Spirorchiidae is a family of digenetic trematodes. Infestation by these trematodes leads to the disease spirorchiidiosis. Spirorchiids are mainly parasites of turtles. It has been synonymised with Proparorchiidae Ward, 1921, Spirorchidae Stunkard, 1921, and Spirorchiidae MacCallum, 1921.

Genera
Amphiorchis Price, 1934
Baracktrema Roberts, Platt & Bullard in Roberts, Platt, Orélis-Ribeiro & Bullard, 2016
Cardiotrema Dwivedi, 1967
Carettacola Manter & Larson, 1950
Cheloneotrema Simha & Chattopadhyaya, 1980
Coeuritrema Mehra, 1933
Enterohaematotrema Mehra, 1940
Hapalorhynchus Stunkard, 1922
Hapalotrema Looss, 1899
Learedius Price, 1934
Monticellius Mehra, 1939
Neocaballerotrema Simha, 1977
Neospirorchis Price, 1934
Plasmiorchis Mehra, 1934
Platt Roberts & Bullard in Roberts, Arias, Halanych, Dang & Bullard, 2018
Satyanarayanotrema Simha & Chattopadhyaya, 1980
Shobanatrema Simha & Chattopadhyaya, 1980
Spirhapalum Ejsmont, 1927
Spirorchis MacCallum, 1919
Unicaecum Stunkard, 1925
Uterotrema Platt & Pichelin, 1994
Vasotrema Stunkard, 1928

Hosts 
Freshwater spirorchiids have been reported to infect the freshwater snails Helisoma trivolvis, Helisoma anceps, Physa sp., Menetus dilatatus, Ferrissia fragilis, Biomphalaria occide, Biomphalaria sudanica, Biomphalaria glabrata, Biomphalaria tenagophila, Pomacea sp. and Indoplanorbis exustus as intermediate hosts. Marine species have been reported to infect vermetid gastropods belonging to the genera Thylacodes, Thylaeodus, and Dendropoma, and terebellid polychaetes belonging to the genera Amphitrite and Enoplobranchus as intermediate hosts.

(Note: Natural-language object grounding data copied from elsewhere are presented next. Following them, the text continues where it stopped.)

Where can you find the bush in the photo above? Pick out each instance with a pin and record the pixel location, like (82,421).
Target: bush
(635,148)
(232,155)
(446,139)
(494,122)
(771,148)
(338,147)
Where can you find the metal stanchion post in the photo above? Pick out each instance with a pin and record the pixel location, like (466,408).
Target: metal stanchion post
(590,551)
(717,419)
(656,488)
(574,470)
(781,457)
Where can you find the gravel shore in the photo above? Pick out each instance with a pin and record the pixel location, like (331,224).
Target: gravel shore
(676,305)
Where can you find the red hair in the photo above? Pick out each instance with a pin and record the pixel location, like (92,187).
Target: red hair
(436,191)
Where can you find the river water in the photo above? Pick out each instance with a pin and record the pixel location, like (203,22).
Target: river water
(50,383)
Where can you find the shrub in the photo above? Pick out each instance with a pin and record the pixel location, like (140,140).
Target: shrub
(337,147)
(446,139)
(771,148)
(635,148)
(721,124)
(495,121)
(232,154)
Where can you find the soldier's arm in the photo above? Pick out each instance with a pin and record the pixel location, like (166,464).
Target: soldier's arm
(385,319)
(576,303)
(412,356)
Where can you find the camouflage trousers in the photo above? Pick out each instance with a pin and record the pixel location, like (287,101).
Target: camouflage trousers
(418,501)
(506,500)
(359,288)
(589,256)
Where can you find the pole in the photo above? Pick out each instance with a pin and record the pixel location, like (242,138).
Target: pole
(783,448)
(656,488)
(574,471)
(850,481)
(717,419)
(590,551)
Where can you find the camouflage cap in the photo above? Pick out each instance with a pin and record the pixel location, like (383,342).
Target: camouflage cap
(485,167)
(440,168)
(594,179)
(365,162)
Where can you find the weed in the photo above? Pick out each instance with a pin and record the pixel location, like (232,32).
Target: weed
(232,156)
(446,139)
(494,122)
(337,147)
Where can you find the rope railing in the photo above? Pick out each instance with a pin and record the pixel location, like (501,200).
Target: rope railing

The cardiovascular parasites Learedius learedi, Hapalotrema postorchis, Monticellius indicum and Amphiorchis solus have been found in the green sea turtle (Chelonia mydas).

Spirhapalum siamensis is a parasite found in the heart of the Amboina box turtle (Cuora amboinensis).